Finance is also needed for adaptation, which is especially crucial for developing countries. According to a recent report by Adaptation Watch called ‘Toward mutual accountability: The 2015 adaptation finance transparency gap’, there are numerous characteristics that adaptation finance must fulfil. There are 10 recommendations that include clear guidelines, transparency, improved governance structures and valid flows necessary to build trust among countries and strengthen the global negotiation process.

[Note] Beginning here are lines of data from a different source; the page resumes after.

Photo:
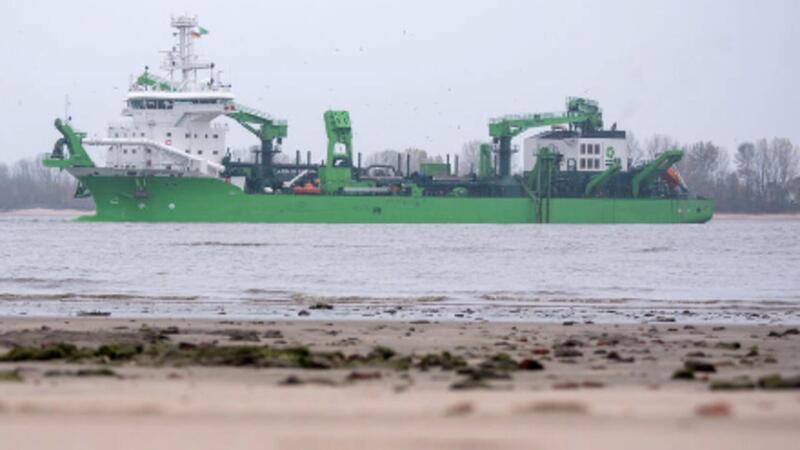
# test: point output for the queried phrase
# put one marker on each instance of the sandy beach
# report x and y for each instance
(103, 382)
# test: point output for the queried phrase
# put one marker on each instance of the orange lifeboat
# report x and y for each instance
(306, 189)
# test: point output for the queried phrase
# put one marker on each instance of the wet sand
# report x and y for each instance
(502, 385)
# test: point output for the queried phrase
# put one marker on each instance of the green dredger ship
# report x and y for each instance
(170, 164)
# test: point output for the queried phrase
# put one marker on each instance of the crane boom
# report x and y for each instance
(582, 113)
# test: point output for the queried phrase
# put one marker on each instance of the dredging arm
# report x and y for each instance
(68, 150)
(270, 132)
(654, 168)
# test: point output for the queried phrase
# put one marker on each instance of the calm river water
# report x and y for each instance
(724, 271)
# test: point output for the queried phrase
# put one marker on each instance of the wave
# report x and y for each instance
(77, 297)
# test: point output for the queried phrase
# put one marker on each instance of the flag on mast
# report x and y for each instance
(199, 31)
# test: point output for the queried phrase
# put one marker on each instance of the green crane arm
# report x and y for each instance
(654, 168)
(264, 126)
(340, 131)
(72, 141)
(147, 79)
(600, 179)
(584, 113)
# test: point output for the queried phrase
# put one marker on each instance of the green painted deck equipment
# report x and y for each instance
(348, 194)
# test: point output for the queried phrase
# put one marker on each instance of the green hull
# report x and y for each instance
(179, 199)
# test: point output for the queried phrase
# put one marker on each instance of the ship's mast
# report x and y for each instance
(183, 58)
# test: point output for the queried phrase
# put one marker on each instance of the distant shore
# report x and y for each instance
(391, 385)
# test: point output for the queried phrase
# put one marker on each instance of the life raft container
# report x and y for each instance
(306, 189)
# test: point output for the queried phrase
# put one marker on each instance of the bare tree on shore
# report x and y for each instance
(759, 177)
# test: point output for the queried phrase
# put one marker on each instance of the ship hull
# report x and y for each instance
(197, 199)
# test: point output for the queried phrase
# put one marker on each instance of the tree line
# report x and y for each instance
(28, 184)
(762, 176)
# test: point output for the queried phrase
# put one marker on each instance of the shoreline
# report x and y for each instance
(432, 385)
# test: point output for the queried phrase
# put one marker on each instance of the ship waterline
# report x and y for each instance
(194, 199)
(170, 163)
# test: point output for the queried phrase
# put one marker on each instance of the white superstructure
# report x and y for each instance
(171, 126)
(587, 152)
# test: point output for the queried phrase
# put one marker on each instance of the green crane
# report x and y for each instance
(582, 114)
(270, 132)
(338, 170)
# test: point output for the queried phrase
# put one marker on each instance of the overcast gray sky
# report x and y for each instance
(425, 74)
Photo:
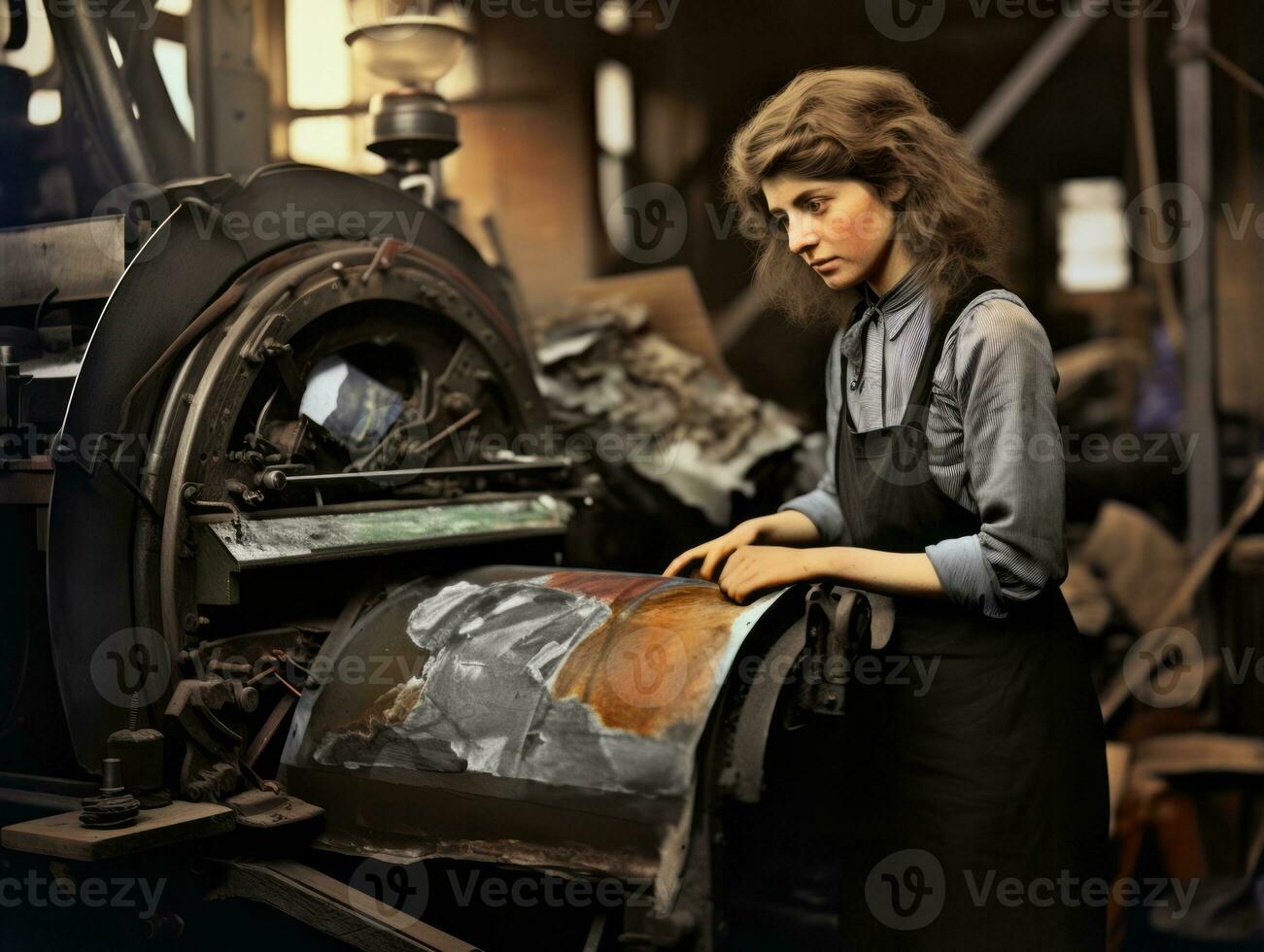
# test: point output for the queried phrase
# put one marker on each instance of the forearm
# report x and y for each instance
(885, 573)
(786, 527)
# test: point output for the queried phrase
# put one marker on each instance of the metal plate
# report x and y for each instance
(524, 716)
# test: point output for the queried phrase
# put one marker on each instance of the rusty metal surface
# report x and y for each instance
(532, 717)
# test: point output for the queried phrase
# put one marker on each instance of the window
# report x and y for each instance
(1092, 237)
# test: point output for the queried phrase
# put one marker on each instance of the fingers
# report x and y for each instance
(732, 579)
(681, 561)
(717, 558)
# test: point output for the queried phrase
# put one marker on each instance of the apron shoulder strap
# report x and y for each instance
(919, 399)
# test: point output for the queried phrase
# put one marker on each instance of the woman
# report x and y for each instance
(976, 804)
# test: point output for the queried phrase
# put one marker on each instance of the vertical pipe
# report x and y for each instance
(1195, 170)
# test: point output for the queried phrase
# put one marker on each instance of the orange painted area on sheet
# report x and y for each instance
(652, 663)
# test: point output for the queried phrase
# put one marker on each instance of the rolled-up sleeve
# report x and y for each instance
(820, 504)
(1003, 394)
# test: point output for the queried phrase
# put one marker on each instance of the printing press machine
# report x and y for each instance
(284, 596)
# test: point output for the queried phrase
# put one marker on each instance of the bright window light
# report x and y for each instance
(45, 106)
(318, 59)
(1092, 237)
(173, 65)
(616, 109)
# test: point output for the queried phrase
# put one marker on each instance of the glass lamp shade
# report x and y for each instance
(414, 51)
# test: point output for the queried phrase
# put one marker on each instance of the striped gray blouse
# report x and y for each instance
(992, 432)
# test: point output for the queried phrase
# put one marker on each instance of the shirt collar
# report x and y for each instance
(900, 302)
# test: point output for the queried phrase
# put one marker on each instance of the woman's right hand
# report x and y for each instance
(789, 527)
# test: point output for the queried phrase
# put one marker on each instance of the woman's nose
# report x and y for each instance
(801, 238)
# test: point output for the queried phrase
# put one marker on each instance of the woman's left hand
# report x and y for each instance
(755, 568)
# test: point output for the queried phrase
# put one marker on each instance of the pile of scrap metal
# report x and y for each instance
(650, 411)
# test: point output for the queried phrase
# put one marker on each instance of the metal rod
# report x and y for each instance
(319, 478)
(84, 46)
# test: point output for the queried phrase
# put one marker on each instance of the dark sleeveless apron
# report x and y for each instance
(976, 804)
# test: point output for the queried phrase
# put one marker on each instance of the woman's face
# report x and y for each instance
(839, 226)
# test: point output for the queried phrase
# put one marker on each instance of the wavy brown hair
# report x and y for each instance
(876, 126)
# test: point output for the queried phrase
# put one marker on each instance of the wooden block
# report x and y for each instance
(62, 835)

Maintain UNFCCC boundaries The Organisation for Economic Cooperation and Development (OECD) recently published a report stating that $62 billion had been mobilised in 2014 from private and public sources, up from the $52 billion in 2013. India and other countries expressed their annoyance with these estimates, arguing that funding meant for development aid to various countries has also been included in these numbers. Climate funds are expected to be new and additional to development aid because they relate to the historical obligations of rich countries for having captured ecological space. India has maintained that funds for climate finance should be new, predictable, scalable, and recognised as the obligations of developed countries. These considerations would disappear without differentiation.

There was the impression that the OECD report was announced merely to give a fillip to the Paris COP while conducting estimates outside the legal framework of the UNFCCC. Another effort to determine the contours of the negotiation pre-Paris was made at the recent meeting of the 20 major economies, the G-20 meet in Turkey. Differentiation, climate finance, and targets for Paris came up at this meeting, which is outside the bounds of the UNFCCC. The climate justice principles of the UNFCCC need to be maintained to build trust and work together as a global community addressing a shared challenge. While the Paris-COP may not satisfy everyone, it should, with any luck, be a worthy step forward in building such a global community.

(Sujatha Byravan is Principal Research Scientist at the Center for Study of Science, Technology and Policy, Bengaluru.)